Healing Doesn’t Depend On You

A few years ago I was in the hospital with my family. Someone there was dying. There wasn’t a positive prognosis. The doctors said there wasn’t anything they could do. We waited on a miracle. Ever been there?

We pleaded for a miracle. We read the Scriptures and believed.  There were many people praying and encouraging us. I categorized the prayers into three different types:

  1. The Wishy-Washy Prayer:  It went something like this, “Lord, we pray for healing but we understand if there isn’t.”
  2. The Authority Prayer:  “Lord we believe your word and expect that there will be a 100% complete healing.”
  3. The “Even-If” Prayer:  “Lord, we believe your Word and expect there will be healing. But even if there isn’t, we will still trust you.”

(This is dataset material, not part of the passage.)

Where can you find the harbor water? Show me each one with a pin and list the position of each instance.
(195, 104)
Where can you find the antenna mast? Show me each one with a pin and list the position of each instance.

I think I started out in the Wishy-Washy mode. Then, as I listened to many people and dove deep into Scripture, I began praying the “Even-If” prayer.  I felt like that was a good “cover my bases” type of praying.  But in that crucible, I met people who had an aroma I had never known.  They seemed to really believe what they were praying. They prayed with authority. They expected results. They spoke of supernatural healing like it was normal. There was power there I hadn’t been around before. It was hopeful. I was hopeful. I began learning how to pray that way. I began flexing those muscles. And then something happened.

Death.

Shattered Faith

My prayers weren’t answered. The muscles I was flexing felt fake. My faith took a huge hit. And then a well-meaning person – in the hospital room – told me that the reason my prayers weren’t answered – the reason healing didn’t happen – was because of my lack of faith. Here’s what I heard:  Death could have been prevented if it weren’t for me.  Death was my fault. That was 14 years ago. I’m just recovering from that nuclear bomb.

Rebuilding

It took a lot of prayer, time and counseling to get healing in this area. For years I thought my prayers depended on me. And truthfully, I think that’s partially why my prayer life is so weak. What I’m learning today is that answers don’t depend on me. Love doesn’t put the pressure on me to come through.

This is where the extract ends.